HUKUKİ DEĞERLENDİRME :
Danıştay Onuncu Dairesinin 17/09/2015 tarih ve E:2011/7953, K:2015/3841 sayılı kararının verildiği tarihte, 02/11/2011 tarihli Resmi Gazete’de yayımlanarak yürürlüğe giren 659 sayılı KHK yürürlükte olduğu halde davalı idare lehine vekalet ücretine hükmedilmediği anlaşılmaktadır.

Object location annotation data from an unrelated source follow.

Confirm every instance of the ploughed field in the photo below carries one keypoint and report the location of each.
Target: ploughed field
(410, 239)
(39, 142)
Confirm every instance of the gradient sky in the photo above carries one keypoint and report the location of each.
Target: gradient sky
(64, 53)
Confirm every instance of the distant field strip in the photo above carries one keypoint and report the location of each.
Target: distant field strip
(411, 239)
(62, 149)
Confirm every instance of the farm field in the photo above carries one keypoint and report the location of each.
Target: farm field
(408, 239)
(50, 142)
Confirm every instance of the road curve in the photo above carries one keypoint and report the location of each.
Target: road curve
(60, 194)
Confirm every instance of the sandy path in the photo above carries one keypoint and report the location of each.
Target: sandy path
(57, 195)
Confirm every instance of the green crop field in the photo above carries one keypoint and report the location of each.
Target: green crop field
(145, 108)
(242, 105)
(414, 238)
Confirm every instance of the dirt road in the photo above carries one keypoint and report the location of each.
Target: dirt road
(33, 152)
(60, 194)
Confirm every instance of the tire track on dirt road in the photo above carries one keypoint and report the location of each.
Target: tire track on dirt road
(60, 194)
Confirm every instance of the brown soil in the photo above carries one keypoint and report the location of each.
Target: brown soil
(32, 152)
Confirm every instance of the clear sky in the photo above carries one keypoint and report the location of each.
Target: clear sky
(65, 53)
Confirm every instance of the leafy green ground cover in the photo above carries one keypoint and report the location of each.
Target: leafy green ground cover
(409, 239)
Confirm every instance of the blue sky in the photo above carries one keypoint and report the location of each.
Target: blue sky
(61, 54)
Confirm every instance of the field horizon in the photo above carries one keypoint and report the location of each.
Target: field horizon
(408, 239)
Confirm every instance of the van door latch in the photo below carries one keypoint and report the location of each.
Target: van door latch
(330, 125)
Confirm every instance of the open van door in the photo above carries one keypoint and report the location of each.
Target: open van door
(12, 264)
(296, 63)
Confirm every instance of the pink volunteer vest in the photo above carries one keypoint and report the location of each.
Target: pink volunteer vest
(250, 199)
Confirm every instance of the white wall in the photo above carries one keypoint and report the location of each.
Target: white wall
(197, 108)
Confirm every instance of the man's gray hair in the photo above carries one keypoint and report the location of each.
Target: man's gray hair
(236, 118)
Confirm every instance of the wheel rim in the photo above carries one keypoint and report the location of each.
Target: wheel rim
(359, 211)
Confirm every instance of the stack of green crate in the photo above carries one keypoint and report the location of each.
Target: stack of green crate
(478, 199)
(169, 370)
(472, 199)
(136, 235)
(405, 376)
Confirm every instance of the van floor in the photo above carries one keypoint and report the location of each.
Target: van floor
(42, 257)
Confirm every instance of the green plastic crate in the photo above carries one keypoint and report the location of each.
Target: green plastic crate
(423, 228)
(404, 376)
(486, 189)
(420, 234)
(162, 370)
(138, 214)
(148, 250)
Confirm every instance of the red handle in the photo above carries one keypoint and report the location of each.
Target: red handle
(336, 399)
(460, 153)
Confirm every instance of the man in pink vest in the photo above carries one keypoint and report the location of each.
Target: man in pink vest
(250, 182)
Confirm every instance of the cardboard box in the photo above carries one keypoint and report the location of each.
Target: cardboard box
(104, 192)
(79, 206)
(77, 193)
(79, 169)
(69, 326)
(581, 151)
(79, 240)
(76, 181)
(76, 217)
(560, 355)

Danıştay Onuncu Dairesince, davanın esası hakkında verilen davanın reddine ilişkin karar kesinleştiğinden; Danıştay İdari Dava Daireleri Kurulunun bozma kararı doğrultusunda “avukatlık ücreti” ile sınırlı olarak yeniden bir karar verilmesi gerekmektedir.

KARAR SONUCU :
Açıklanan nedenlerle;
1.31/12/2014 tarih ve 29222 sayılı Resmi Gazete’de yayımlanan ve kararın verildiği 17/09/2015 tarihinde yürürlükte bulunan 2015 yılı Avukatlık Asgari Ücret Tarifesi uyarınca Danıştay’da ilk derecede görülen duruşmasız davalar için belirlenen … TL avukatlık ücretinin davacıdan alınarak, davalı Tapu ve Kadastro Genel Müdürlüğüne verilmesine,
2. Temyiz aşamasında davalı Tapu ve Kadastro Genel Müdürlüğü tarafından yapılan … TL yargılama giderinin davacıdan alınarak davalı idareye verilmesine, davacı tarafından yapılan yargılama giderlerinin üzerinde bırakılmasına, posta gideri avansından artan kısmın karar kesinleştikten sonra istemi halinde davacıya iadesine,
3. Bu kararın tebliğ tarihini izleyen 30 (otuz) gün içerisinde Danıştay İdari Dava Daireleri Kuruluna temyiz yolu açık olmak üzere, 21/10/2020 tarihinde oy birliğiyle karar verildi.